4 Tips to Leverage LinkedIn

LinkedInI’m on LinkedIn, now what? That’s a question I hear from time to time. Or, I’ve filled out my profile on LinkedIn and nothing is happening. Those are comments from passive job seekers, those that are sitting back and waiting to be “discovered.”

LinkedIn is a powerful tool for job seekers, but like any tool, it takes more than just having it in your toolbox, you have to use it. First, you should optimize your LinkedIn profile with your most marketable attributes and skill sets. Include quantifiable successes, key words, a professional picture, recommendations and make sure your profile is 100% complete. For some people, with skills that are in high demand, just having a great profile on LinkedIn can be enough because recruiters do use LinkedIn to mine for candidates.
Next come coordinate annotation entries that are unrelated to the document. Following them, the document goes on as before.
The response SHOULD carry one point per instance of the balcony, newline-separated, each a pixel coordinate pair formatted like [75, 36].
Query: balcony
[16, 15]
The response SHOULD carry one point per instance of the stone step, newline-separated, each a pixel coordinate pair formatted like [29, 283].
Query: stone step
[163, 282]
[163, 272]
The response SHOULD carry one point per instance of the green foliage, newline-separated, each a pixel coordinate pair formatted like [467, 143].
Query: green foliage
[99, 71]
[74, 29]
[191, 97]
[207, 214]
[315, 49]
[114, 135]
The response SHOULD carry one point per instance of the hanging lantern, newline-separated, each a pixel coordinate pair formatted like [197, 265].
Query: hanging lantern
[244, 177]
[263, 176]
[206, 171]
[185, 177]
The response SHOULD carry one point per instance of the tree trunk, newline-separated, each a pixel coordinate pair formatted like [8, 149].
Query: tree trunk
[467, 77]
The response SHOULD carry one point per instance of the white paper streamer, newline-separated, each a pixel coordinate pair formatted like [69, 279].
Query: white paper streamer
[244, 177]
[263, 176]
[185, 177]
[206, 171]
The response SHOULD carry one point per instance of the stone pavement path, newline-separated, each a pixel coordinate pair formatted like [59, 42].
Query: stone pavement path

However, if you’re truly interested in making a career move and doing so in a timely manner it takes time and effort. Spending quality time on LinkedIn can lead to a rewarding position. The following are four tips your competitors who are waiting to be “discovered” are not doing:

1. Build your professional network.

Once you’ve perfected your profile now’s the time to show it off. Reach out to friends, colleagues, alumni, and acquaintances. It’s not necessarily about the quantity of your connections, it’s more about the quality. True, having a lot of connections will give you more information when you run searches on LinkedIn, but having quality connections who you can reach out to for introductions is more effective when you’re trying to network into a company.
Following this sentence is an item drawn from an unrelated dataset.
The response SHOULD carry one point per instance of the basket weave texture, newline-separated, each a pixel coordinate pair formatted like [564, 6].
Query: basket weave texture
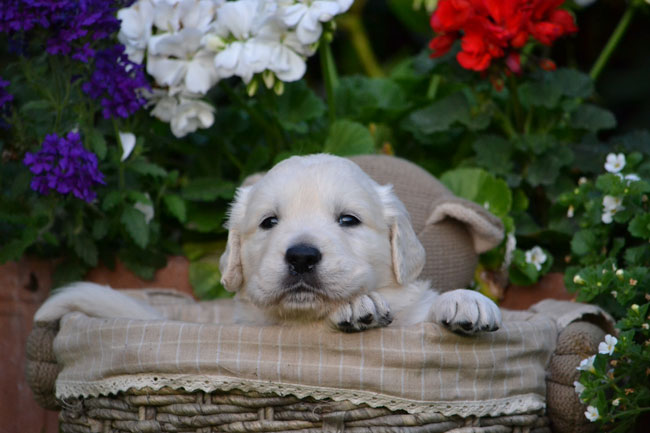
[168, 410]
2. Use the Advanced Searches.

When you see a job posting anywhere, your first step should be to run an advanced search on LinkedIn and see if your connected to someone at that company. It is about who you know to get your foot in the door. But more importantly, LinkedIn is best if utilized to target the unpublished market by networking. If you’re serious about finding a job, you should be using LinkedIn to build your network and target the unpublished job market.
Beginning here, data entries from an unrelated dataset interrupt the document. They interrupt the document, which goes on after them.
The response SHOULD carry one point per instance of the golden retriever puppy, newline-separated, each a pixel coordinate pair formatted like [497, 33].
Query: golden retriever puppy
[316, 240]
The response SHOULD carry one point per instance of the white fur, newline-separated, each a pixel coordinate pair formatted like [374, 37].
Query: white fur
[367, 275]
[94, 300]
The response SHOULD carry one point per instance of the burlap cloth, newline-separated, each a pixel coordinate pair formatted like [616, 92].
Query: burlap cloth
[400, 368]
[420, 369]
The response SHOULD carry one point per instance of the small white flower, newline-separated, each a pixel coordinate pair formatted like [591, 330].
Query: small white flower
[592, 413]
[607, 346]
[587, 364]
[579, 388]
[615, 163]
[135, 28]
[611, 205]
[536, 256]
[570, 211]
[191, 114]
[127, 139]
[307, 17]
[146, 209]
3. Target and follow companies for whom you’d like to work.

Use the advanced search to target companies and identify people at those companies to connect with. Also, if you follow companies where you’d like to work you’ll see their posted activities including job openings or updates about their business that may inspire you to reach out to them regardless of whether they have an opening. Yes, companies will create positions for the right candidate.

4. Participate in Groups.

You can expand your network on LinkedIn by joining groups in your area of interest and asking to connect to other group members. Additionally, by participating in group discussions you can show off your expertise and become recognized in your industry.

Remember, just having a hammer and some nails won’t get that house built, like everything worthwhile, it takes applying yourself thoughtfully and intentionally to build a solid career.

Linda Lupatkin – The Imagemakers, Ink! LLC – Resumes, Bios, Career Coaching and Consulting


Job Search: Google+ As A Complement To LinkedIn

When it comes to social media and job hunting, everyone immediately thinks of LinkedIn and rightly so. A great LinkedIn profile (which we can accomplish for you here at The Imagemakers, Ink!)  can go a very long way towards giving a prospective employer a good overview of your skill sets and abilities. So while we can all agree that LinkedIn is a must, you should also be aware that there’s an up and comer that can help you in more ways than you may have thought of  when it comes to conducting a job search. Who’s the new guy? Well it’s Google+ and here’s how it can complement your LinkedIn Profile.

 In a word, “personality”, which when you think about it, is the one aspect that LinkedIn lacks with it’s Dragnet like “just the facts mam” way of doing things. I’m not saying that’s necessarily a bad thing, it’s just not a complete picture of who you are and what you bring to the table.

I would argue that a well manicured Google+ profile (with smartly placed public posts and photos) can act as an complement to LinkedIn that can shine a little light on your fun side, intelligence and interests that LinkedIn has a hard time with because of it’s obvious “business” mission. Of course when I say “well manicured” I’m talking about a public profile and posts that stay away from controversy and nonsense (save those posts for your “close friends” circle) and that paint a positive picture of you to anyone on the outside looking in.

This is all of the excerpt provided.